I’m not going to retread well-worn ground here; the whole STFU tumblr craze of the late 2000s covered all manner of weird shit people post on Facebook. But as I said before, people can use social media in many different ways, so really the only asshole move here is telling someone they can’t post what they want to post.
I tend to use Twitter for witty one-liners and observations; Instagram for pictures; and Facebook for promoting this website (hey!), keeping up with friends who don’t live nearby, and sharing major life moments. Others might put everything on Facebook, or just the occasional update on life. All uses are fine.
Please don’t individually post each of your 134 photos from your trip to Costa Rica. Create an album; if I want, I will click on it and view the contents. Otherwise I have to scroll through 134 individual pictures. I can scroll past three or four, but 134? That’s kind of a jerk move.

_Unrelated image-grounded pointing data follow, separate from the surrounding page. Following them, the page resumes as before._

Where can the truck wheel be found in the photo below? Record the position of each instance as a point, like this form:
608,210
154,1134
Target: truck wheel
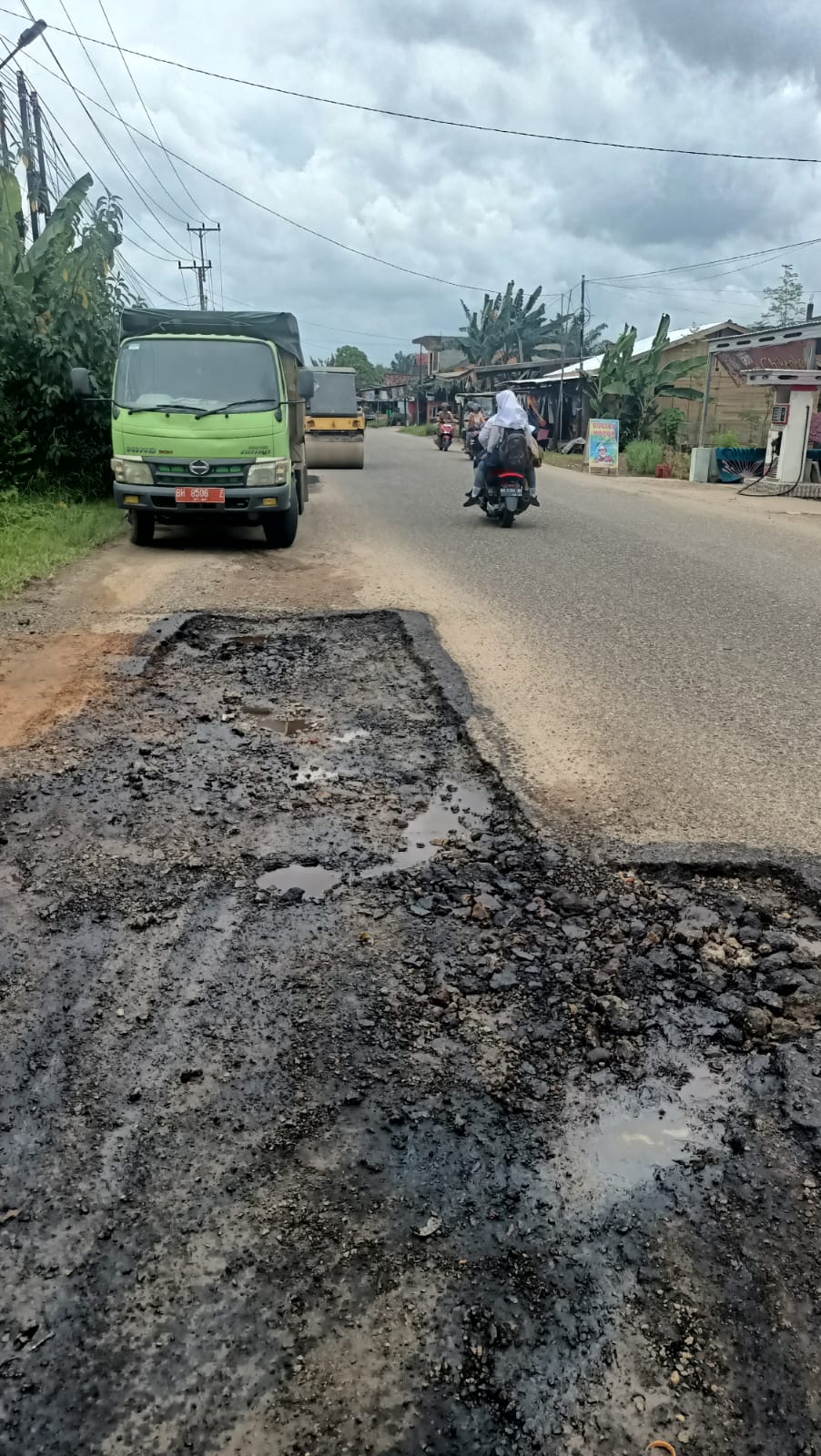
141,528
281,529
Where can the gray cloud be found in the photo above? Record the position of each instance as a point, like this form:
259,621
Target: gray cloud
475,208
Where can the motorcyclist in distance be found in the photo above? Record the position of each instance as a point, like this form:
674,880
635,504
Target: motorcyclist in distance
510,415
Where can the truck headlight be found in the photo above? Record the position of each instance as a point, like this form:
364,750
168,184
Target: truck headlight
269,472
131,470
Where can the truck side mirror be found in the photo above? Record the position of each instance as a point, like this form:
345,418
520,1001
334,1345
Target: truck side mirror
82,386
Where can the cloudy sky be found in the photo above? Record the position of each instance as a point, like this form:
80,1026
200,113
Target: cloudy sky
464,207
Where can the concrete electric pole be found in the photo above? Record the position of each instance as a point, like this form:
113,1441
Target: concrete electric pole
204,266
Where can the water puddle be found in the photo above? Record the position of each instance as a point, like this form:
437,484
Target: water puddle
451,815
315,776
289,727
313,880
247,640
638,1135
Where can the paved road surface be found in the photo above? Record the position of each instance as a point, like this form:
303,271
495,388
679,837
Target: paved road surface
645,655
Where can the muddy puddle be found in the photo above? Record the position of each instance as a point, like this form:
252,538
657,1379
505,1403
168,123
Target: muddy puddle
338,1114
636,1135
313,880
454,814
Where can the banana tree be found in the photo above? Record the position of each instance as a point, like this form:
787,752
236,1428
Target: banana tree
61,300
632,388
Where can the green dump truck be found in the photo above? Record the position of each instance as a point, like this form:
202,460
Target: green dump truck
208,421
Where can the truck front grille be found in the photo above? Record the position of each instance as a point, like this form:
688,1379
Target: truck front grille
223,472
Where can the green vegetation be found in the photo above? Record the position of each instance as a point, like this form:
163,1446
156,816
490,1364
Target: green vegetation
403,363
38,533
349,357
643,456
629,389
785,302
512,327
61,302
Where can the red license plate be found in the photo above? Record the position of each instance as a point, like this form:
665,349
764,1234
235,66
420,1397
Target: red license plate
199,495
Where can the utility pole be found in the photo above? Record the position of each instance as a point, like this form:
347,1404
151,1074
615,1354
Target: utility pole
204,266
26,136
559,431
581,357
43,189
3,135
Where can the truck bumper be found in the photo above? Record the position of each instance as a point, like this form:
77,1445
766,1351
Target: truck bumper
240,506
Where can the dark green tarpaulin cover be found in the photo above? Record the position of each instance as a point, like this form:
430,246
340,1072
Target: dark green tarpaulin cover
277,328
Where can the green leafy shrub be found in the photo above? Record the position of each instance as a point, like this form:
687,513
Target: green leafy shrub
668,424
61,302
643,456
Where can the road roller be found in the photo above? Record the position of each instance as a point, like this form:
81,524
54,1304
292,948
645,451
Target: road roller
335,427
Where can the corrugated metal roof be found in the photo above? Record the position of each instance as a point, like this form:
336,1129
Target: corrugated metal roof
639,347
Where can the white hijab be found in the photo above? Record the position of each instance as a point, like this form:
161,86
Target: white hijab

Also please don’t post objectively mortifying pictures of anyone without their consent – and that includes kids (especially kids that aren’t your own – let parents sort out what’s appropriate for their own little one). The beauty of the shot of Junior crying on the toilet with jam smeared all over his face is that you can show it to his college boyfriend at some point; not to 167 people you might know, including your hairdresser.
Those may be super funny, but they’re also super personal to the kids. I’m not a parent, and I don’t think parents should never post pictures; I just wish more would consider what the kid will think knowing that all the adults in his life saw him at his most vulnerable and then laughed about it.
That said, overall, even if you might not enjoy seeing a lot of pictures of babies, or vacations, or puppies, or cats, you do have the ability to hide and scroll past. I suggest we all do that a bit more often and complain to (or about) the posters a bit less.